I like to use modern presentation tools to visualize and illustrate some difficult chemical concepts, especially when talking about 3D-chemistry or spectroscopy. However, I try to write down or draw on black/whiteboard as much as reasonable. I explain and demonstrate thoroughly the drawing of formulas and writing of the chemical reactions, so that the students follow me and gain skills in doing this. This exercise is important, because a simple inability to do the chemical writing and drawing properly is often one of the major reasons for a failure in the course.
The demonstration and explanation of problem solving is an important part of the lecture course. Unfortunately, there is always not enough time for it. To a great extent, this deficiency is compensated by the Peer-led Workshops. Besides that, when time permits I offer the study sessions devoted to difficult concepts and problem solving, especially before the final exam. I try to make the study sessions informal, and to help students to work through the problems instead of just giving them a ready explanation or an answer. The same approach I use during the office hours. I give a hint instead of an answer, and provide an explanation, if necessary, only when a student has done her/his best trying to solve a problem.
A diversity of an audience is the greatest challenge for a teacher. In any class there is a fraction of students that are eager to study, because they like to gain knowledge and exercise their brain, and/or they take their duties seriously. There is always a fraction of students who sleep through the lectures and try to slip through the course. And there is a whole spectrum between these extremes. I always try to make my course challenging and labor demanding enough for the best students of the class. At the same time, I give enough opportunity for the not so gifted, but honestly working students to earn a decent grade. Technically it could be achieved in various ways: for example by giving "bonus" problems or questions at the tests that allow to improve a score, by rewarding answers (sometimes even good questions) during discussions at the lectures, etc. This creates an additional motivation, refreshes an attention to the lecture, and makes students work more and think more.

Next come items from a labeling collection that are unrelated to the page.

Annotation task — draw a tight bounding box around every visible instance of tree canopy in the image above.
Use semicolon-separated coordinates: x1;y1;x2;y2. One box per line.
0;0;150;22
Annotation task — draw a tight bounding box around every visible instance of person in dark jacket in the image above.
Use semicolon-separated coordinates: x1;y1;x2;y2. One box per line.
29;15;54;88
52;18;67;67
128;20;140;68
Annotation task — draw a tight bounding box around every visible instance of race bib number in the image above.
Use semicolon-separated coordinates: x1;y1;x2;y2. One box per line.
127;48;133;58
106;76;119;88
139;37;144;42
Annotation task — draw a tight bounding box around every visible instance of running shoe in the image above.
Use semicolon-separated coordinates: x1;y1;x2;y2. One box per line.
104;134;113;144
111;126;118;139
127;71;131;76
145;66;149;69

The graduate/advanced courses allow me to be much more flexible in teaching. I combine the lecturing with problem solving, with an experimental work on instruments, with student reports on recent publications and a discussion of relevant topics, with various home assignments, and with a preparation of a final report in the format of a research/review article or a research proposal, which has to be presented and defended in the class. The proportions of these components vary depending on the particular subject of the course, the size of the class, even personalities of students. Ideally, the purpose of an advanced course is to prepare students for an independent research and a presentation of results. I try to make the relations in the advanced class more active and interactive, similar to the relations within a research group.

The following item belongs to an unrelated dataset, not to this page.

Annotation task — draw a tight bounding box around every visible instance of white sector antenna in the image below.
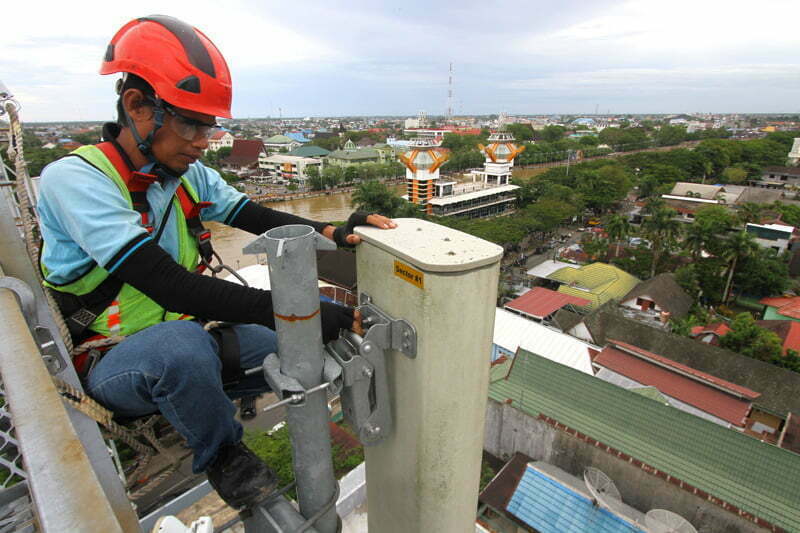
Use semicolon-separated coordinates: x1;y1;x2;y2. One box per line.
583;466;622;509
644;509;697;533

A supervision of the undergraduate and graduate students' research was always an immanent element of my research activity. A research conducted jointly by a professor and a student is the highest form of scientific education, when not only concepts, but also all the details of experimental know-how are individually transferred from a master to an apprentice (and sometimes - the other way around) or jointly discovered. This level of a collaborative education is vitally important for the very existence of chemical science. The best way to organize and perform this type of education is to have a few generations of the chemistry students and researchers working together in the same lab. This way the chemical skills and knowledge are most efficiently transferred to the benefit of all participants.
Stereochemistry of organic compounds; Conformational analysis; Molecular switches; Asymmetric synthesis; Synthesis and studies of bioactive carbohydrate mimetics.